Numba-accelerated Pythonic implementation of MPDATA with Jupyter examples

These details have not been verified by PyPI

GitHub Statistics

View statistics for this project via Libraries.io, or by using our public dataset on Google BigQuery

Project description

PyMPDATA

PyMPDATA is a high-performance Numba-accelerated Pythonic implementation of the MPDATA algorithm of Smolarkiewicz et al. for numerically solving generalised transport equations - partial differential equations used to model conservation/balance laws, scalar-transport problems, convection-diffusion phenomena (in geophysical fluid dynamics and beyond). As of the current version, PyMPDATA supports homogeneous transport in 1D, 2D and 3D (work in progress) using structured meshes, optionally generalised by employment of a Jacobian of coordinate transformation. PyMPDATA includes implementation of a set of MPDATA variants including the non-oscillatory option, infinite-gauge, divergent-flow, double-pass donor cell (DPDC) and third-order-terms options. It also features support for integration of Fickian-terms in advection-diffusion problems using the pseudo-transport velocity approach. In 2D and 3D simulations, domain-decomposition is used for multi-threaded parallelism.

PyMPDATA is engineered purely in Python targeting both performance and usability, the latter encompassing research users', developers' and maintainers' perspectives. From researcher's perspective, PyMPDATA offers hassle-free installation on multitude of platforms including Linux, OSX and Windows, and eliminates compilation stage from the perspective of the user. From developers' and maintainers' perspective, PyMPDATA offers a suite of unit tests, multi-platform continuous integration setup, seamless integration with Python development aids including debuggers and profilers.

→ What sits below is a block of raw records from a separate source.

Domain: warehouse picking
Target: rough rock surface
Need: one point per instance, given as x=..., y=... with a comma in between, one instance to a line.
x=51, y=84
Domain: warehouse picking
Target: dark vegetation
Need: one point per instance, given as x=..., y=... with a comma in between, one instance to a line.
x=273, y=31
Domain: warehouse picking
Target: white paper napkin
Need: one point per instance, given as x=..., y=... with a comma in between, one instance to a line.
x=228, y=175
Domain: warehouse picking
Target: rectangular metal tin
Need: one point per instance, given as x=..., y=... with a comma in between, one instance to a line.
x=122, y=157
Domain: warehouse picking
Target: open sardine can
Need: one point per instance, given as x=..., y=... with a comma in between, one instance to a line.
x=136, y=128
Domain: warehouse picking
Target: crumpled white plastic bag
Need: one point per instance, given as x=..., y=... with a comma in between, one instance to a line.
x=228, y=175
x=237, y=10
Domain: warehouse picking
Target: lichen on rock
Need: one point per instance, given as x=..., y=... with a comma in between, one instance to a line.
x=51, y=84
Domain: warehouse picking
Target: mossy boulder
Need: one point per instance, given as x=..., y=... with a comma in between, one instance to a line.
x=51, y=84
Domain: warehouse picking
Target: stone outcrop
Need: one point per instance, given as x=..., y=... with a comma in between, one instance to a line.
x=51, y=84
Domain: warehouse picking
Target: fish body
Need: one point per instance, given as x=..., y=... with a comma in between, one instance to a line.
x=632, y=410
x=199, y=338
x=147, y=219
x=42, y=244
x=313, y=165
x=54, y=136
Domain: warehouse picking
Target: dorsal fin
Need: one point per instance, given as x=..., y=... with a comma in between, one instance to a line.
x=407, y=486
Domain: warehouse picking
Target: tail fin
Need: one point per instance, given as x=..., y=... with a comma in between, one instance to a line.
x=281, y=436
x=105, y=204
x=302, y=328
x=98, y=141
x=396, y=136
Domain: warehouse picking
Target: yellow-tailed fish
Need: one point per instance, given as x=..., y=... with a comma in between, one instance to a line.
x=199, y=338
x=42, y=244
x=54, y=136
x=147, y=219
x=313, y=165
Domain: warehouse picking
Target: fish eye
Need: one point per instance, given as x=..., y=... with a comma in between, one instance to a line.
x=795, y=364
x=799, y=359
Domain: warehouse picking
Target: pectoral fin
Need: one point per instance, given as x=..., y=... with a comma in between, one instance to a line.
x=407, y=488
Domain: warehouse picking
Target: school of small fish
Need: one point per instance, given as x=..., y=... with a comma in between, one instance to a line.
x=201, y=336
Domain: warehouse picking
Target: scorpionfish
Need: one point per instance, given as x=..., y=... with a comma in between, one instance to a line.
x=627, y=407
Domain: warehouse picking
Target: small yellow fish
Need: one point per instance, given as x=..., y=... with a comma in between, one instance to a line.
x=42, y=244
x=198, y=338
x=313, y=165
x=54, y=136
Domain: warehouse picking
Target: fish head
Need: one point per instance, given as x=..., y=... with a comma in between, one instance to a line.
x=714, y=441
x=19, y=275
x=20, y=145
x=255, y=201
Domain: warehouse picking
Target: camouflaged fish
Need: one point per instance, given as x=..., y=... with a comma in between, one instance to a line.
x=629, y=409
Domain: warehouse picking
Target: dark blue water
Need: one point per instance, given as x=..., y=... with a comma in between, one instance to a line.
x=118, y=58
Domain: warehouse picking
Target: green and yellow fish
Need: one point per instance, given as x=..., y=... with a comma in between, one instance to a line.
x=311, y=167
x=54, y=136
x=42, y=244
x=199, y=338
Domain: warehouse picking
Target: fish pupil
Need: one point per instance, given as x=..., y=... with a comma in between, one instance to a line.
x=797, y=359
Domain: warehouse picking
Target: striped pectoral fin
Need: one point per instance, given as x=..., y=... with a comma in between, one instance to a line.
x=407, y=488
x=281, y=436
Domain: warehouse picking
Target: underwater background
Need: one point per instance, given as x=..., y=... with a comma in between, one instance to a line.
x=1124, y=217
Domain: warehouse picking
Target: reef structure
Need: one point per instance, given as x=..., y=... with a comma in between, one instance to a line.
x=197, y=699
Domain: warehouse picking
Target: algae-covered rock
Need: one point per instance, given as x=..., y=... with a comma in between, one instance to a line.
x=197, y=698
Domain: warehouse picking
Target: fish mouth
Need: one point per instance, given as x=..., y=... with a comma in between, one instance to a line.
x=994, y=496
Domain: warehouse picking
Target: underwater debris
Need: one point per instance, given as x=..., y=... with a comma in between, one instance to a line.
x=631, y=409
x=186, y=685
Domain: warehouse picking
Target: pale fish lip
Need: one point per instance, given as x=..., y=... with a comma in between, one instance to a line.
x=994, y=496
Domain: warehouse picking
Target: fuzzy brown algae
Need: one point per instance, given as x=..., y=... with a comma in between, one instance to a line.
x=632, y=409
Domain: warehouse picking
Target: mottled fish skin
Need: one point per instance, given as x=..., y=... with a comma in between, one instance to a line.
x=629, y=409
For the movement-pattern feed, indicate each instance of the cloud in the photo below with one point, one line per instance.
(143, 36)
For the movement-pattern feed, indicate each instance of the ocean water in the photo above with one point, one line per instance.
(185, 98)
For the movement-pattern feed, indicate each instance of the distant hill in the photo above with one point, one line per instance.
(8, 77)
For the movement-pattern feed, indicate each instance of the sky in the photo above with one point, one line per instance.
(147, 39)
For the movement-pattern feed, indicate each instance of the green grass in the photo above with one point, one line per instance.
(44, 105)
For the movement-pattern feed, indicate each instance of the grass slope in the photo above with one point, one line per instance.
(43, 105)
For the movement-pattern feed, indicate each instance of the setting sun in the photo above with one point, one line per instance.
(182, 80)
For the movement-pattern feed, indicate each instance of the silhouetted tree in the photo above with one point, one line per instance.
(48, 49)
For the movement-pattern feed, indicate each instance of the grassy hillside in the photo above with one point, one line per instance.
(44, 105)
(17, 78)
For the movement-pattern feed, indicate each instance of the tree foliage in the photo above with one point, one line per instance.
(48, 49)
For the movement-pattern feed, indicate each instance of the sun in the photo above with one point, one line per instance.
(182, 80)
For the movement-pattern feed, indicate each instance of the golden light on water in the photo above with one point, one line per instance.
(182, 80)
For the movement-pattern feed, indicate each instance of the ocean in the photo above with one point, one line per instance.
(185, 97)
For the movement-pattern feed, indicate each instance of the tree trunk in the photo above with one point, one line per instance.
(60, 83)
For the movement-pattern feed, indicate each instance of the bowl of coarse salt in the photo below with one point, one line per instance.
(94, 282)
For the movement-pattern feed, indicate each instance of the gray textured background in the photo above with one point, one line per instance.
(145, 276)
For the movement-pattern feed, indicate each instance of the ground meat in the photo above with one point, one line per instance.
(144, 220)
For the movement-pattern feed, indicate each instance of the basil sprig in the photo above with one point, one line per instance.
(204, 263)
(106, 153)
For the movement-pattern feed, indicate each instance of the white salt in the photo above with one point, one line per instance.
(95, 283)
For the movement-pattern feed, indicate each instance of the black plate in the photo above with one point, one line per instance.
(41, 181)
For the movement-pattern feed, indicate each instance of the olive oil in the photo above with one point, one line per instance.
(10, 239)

PyMPDATA design features a custom-built multi-dimensional Arakawa-C grid layer allowing to concisely represent multi-dimensional stencil operations. The grid layer is built on top of NumPy's ndarrays (using "C" ordering) using Numba's @njit functionality for high-performance array traversals. It enables one to code once for multiple dimensions, and automatically handles (and hides from the user) any halo-filling logic related with boundary conditions.

PyMPDATA ships with a set of examples/demos offered as github-hosted Jupyer notebooks offering single-click deployment in the cloud using mybinder.org or using colab.research.google.com. The examples/demos reproduce results from several published works on MPDATA and its applications, and provide a validation of the implementation and its performance.

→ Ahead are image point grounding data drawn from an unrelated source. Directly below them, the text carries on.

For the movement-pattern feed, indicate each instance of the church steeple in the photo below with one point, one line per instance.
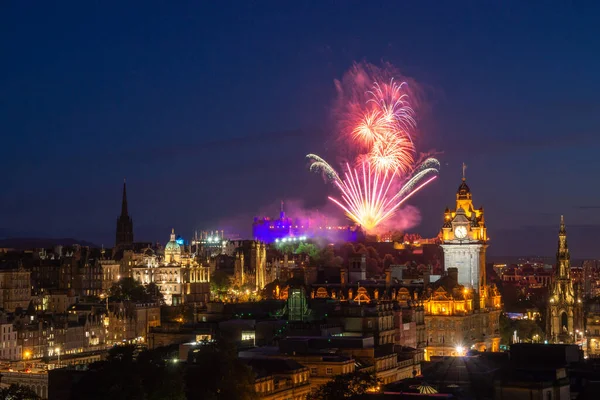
(563, 264)
(124, 237)
(124, 201)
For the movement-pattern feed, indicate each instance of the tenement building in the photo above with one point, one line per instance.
(15, 288)
(461, 310)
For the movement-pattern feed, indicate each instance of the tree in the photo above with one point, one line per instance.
(215, 372)
(309, 249)
(220, 281)
(130, 289)
(149, 375)
(153, 291)
(18, 392)
(388, 260)
(351, 386)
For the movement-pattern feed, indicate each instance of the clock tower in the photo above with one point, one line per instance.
(464, 240)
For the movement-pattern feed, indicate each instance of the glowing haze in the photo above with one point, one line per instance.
(377, 131)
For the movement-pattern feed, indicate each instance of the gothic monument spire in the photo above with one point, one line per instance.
(124, 237)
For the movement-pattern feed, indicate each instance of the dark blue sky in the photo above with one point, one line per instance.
(209, 109)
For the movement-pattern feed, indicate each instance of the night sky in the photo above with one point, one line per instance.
(209, 109)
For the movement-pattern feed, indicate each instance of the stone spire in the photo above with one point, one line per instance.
(124, 201)
(124, 236)
(562, 255)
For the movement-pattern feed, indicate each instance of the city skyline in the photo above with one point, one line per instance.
(193, 116)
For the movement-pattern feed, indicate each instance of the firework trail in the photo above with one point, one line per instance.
(317, 164)
(379, 126)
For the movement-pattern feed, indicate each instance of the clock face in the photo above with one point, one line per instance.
(460, 232)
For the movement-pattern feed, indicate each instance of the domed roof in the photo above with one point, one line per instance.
(172, 245)
(463, 191)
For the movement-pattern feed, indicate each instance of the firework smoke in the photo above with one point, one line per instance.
(377, 128)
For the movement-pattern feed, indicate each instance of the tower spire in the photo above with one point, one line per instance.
(124, 202)
(562, 255)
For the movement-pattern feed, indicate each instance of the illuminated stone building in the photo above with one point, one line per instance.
(250, 264)
(178, 275)
(565, 316)
(15, 288)
(461, 310)
(464, 241)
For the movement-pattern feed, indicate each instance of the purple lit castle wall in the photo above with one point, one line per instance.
(269, 231)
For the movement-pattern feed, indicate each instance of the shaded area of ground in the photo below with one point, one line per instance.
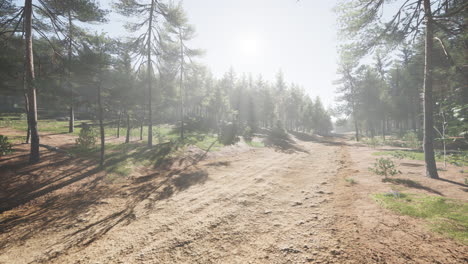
(285, 204)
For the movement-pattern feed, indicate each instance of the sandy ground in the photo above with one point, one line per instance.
(241, 205)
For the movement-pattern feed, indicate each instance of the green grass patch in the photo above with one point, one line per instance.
(446, 216)
(351, 181)
(255, 144)
(458, 159)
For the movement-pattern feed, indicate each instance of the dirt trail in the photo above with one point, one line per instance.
(255, 207)
(250, 206)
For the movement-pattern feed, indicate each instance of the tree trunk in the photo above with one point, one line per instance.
(150, 118)
(431, 169)
(118, 124)
(141, 127)
(383, 128)
(71, 123)
(29, 83)
(127, 137)
(181, 86)
(101, 126)
(26, 106)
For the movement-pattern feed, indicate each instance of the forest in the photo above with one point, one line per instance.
(135, 150)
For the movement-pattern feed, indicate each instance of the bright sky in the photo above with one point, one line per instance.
(263, 36)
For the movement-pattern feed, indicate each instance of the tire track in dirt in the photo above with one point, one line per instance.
(264, 207)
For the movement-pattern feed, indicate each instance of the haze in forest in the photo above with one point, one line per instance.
(263, 37)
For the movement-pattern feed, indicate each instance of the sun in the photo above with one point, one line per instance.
(249, 45)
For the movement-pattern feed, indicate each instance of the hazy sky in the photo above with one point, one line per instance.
(263, 36)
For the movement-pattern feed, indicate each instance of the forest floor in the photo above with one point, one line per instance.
(239, 204)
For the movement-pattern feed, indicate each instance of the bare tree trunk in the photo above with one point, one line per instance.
(383, 127)
(101, 126)
(26, 106)
(431, 169)
(29, 83)
(118, 124)
(71, 123)
(150, 118)
(181, 85)
(127, 137)
(141, 127)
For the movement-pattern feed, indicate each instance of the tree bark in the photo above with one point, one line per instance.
(29, 83)
(150, 119)
(127, 137)
(118, 124)
(101, 126)
(141, 127)
(71, 123)
(181, 85)
(428, 146)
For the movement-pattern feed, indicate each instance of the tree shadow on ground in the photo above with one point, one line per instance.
(329, 141)
(411, 184)
(72, 202)
(282, 141)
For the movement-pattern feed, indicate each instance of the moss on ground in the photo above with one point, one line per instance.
(445, 216)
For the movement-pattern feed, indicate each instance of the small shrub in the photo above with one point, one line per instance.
(5, 146)
(373, 142)
(411, 140)
(385, 167)
(228, 134)
(248, 134)
(87, 137)
(350, 181)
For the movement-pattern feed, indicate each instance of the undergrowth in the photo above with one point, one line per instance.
(445, 216)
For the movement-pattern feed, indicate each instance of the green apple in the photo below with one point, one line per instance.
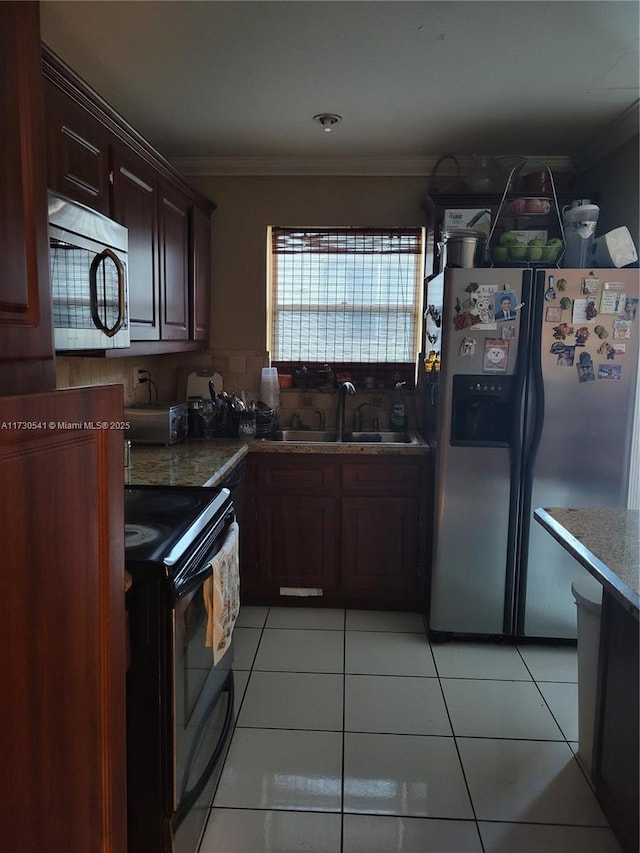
(507, 238)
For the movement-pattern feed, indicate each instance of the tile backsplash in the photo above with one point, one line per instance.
(240, 371)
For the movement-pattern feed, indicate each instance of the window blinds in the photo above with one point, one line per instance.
(345, 295)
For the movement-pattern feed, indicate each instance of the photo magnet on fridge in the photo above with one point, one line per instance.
(612, 301)
(609, 371)
(553, 314)
(630, 309)
(585, 368)
(467, 348)
(496, 355)
(505, 306)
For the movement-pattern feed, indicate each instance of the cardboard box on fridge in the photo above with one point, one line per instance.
(467, 219)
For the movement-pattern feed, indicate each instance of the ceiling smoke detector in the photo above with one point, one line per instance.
(327, 120)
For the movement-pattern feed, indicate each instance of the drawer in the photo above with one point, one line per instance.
(382, 478)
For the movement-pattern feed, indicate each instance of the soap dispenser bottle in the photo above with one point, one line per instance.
(398, 419)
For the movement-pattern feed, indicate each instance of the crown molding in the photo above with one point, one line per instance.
(623, 128)
(340, 166)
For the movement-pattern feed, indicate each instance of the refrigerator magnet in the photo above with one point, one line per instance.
(467, 348)
(553, 314)
(612, 301)
(562, 331)
(585, 368)
(505, 306)
(630, 309)
(607, 350)
(496, 355)
(565, 357)
(582, 336)
(609, 371)
(584, 310)
(508, 333)
(589, 286)
(621, 330)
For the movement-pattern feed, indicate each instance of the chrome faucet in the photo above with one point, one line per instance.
(357, 417)
(345, 388)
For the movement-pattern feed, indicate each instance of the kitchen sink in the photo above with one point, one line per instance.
(322, 437)
(378, 437)
(307, 435)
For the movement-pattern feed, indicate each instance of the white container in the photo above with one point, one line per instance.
(269, 387)
(579, 221)
(588, 596)
(614, 249)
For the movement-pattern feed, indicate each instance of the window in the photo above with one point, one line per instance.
(345, 295)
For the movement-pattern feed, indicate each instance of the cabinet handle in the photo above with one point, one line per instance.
(97, 263)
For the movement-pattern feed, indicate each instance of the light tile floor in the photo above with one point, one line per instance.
(355, 735)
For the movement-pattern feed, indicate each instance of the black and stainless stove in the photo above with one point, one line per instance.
(179, 705)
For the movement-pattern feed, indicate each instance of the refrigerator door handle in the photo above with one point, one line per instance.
(517, 449)
(535, 417)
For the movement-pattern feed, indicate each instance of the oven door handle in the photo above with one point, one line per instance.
(190, 798)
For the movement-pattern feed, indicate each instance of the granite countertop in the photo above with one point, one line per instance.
(193, 462)
(606, 542)
(331, 447)
(207, 462)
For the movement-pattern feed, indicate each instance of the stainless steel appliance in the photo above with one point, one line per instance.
(88, 268)
(179, 705)
(156, 423)
(533, 406)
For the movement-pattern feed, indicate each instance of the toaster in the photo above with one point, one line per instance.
(156, 423)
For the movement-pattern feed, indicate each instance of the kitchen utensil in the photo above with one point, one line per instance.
(198, 382)
(462, 249)
(579, 221)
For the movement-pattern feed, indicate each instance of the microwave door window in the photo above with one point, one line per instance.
(88, 294)
(106, 283)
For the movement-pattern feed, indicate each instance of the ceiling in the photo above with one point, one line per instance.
(226, 87)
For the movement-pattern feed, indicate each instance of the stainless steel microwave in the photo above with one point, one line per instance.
(88, 267)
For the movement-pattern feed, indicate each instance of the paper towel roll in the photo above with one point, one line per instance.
(615, 249)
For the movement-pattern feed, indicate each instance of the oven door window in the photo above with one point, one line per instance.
(200, 697)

Dependencies and installation

PyMPDATA depends on NumPy, Numba and SciPy which are all listed as project dependencies within the project's setup.py file.

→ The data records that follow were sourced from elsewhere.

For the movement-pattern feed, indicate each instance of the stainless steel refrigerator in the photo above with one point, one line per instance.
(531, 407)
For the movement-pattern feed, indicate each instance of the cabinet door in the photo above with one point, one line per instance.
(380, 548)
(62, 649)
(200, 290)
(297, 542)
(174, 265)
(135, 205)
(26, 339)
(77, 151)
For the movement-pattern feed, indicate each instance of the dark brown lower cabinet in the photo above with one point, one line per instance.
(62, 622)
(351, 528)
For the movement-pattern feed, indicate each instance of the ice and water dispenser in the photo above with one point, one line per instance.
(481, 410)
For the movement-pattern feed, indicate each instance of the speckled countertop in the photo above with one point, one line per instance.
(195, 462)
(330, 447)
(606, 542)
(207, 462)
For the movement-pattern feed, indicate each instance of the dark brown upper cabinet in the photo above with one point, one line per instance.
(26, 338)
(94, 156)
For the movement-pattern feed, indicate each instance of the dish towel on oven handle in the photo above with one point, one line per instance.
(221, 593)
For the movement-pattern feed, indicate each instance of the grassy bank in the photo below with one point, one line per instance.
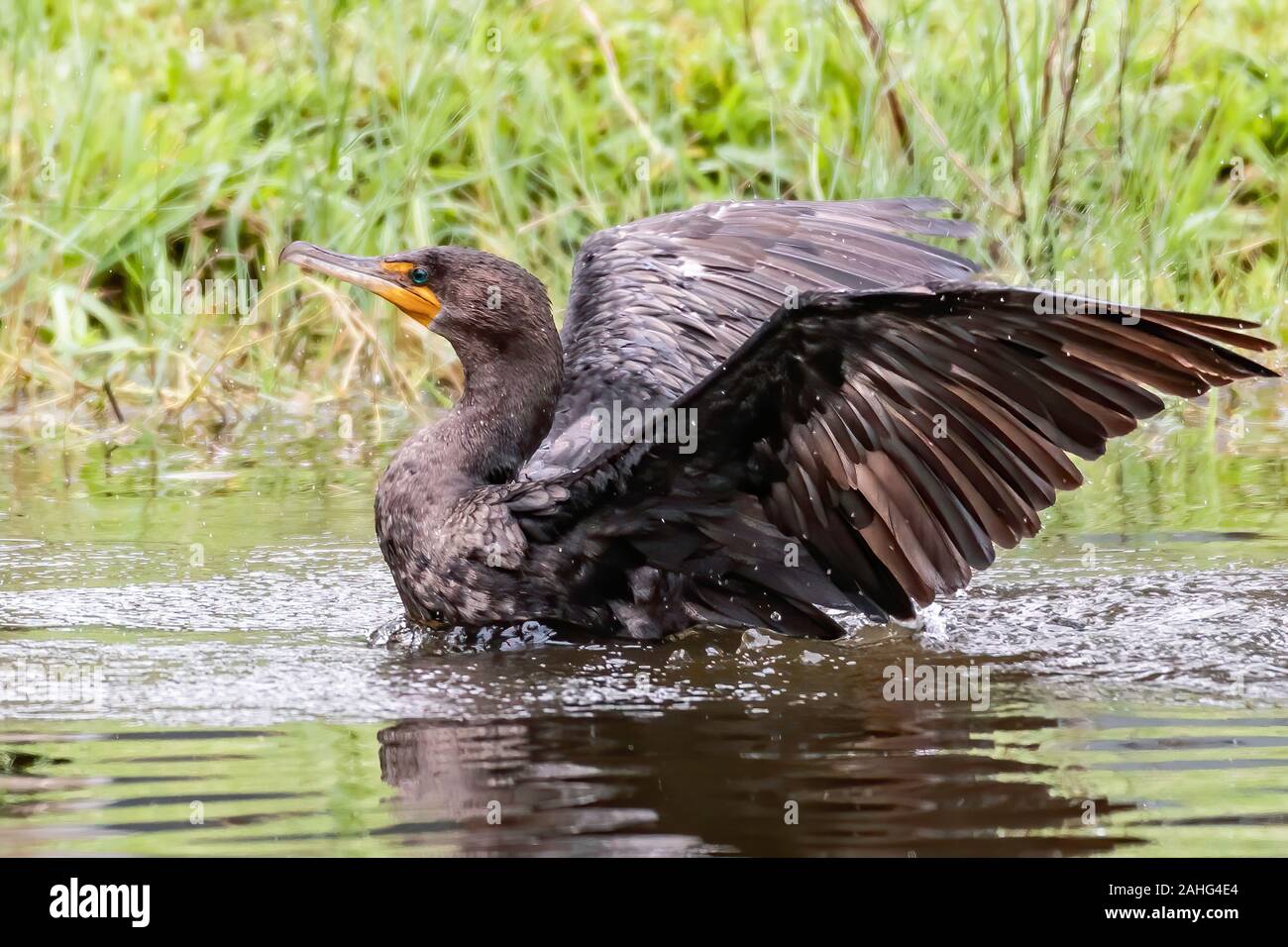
(145, 147)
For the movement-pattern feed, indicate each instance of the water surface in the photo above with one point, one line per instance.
(232, 678)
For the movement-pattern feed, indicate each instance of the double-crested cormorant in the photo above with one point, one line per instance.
(868, 420)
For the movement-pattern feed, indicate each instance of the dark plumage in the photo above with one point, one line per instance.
(871, 421)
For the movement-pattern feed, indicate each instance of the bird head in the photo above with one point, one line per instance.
(451, 290)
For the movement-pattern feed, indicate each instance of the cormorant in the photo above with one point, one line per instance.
(853, 420)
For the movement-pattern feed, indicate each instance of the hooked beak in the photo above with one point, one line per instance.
(378, 274)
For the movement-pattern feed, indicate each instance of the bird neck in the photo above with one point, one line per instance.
(511, 385)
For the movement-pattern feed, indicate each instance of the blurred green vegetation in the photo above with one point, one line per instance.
(145, 138)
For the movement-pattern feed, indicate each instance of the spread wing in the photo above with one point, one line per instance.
(656, 304)
(897, 437)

To install PyMPDATA, one may use: pip install --pre git+https://github.com/atmos-cloud-sim-uj/PyMPDATA.git

Running the tests shipped with the package requires additional packages listed in the test-time-requirements.txt file.

PyMPDATA examples listed below are hosted in a separate repository and constitute the PyMPDATA_examples package. The examples have additional dependencies listed in PyMPDATA_examples package setup.py file. Running the examples requires the PyMPDATA_examples package to be installed. Since the examples package includes Jupyter notebooks (and their execution requires write access), the suggested install and launch steps are:

git clone https://github.com/atmos-cloud-sim-uj/PyMPDATA-examples.git
cd PyMPDATA-examples
pip install -e .
jupyter-notebook

Examples:

PyMPDATA ships with several demos that reproduce results from literature, including:

Smolarkiewicz 2006 Figs 3,4,10,11 & 12

(1D homogeneous cases depicting infinite-gauge and flux-corrected transport cases)
Arabas & Farhat 2020 Figs 1-3 & Tab. 1

(1D advection-diffusion example based on Black-Scholes equation)
Olesik et al. 2020

(1D particle population condensational growth problem with coordinate transformations)
Molenkamp 2D solid-body rotation test (as in Jaruga et al. 2015, Fig. 12)
1D advection-diffusion example with animation
2D advection on a sphere (upwind-only setup depicting coordinate transformation based on Williamson and Rasch 1989)

Package structure and API:

In short, PyMPDATA numerically solves the following equation:

$\partial_t (G \psi) + \nabla \cdot (Gu \psi) = 0$

where scalar field $\psi$ is referred to as the advectee, vector field u is referred to as advector, and the G factor corresponds to optional coordinate transformation.

The key classes constituting the PyMPDATA interface are summarised below with code snippets exemplifying usage of PyMPDATA from Python, Julia and Matlab.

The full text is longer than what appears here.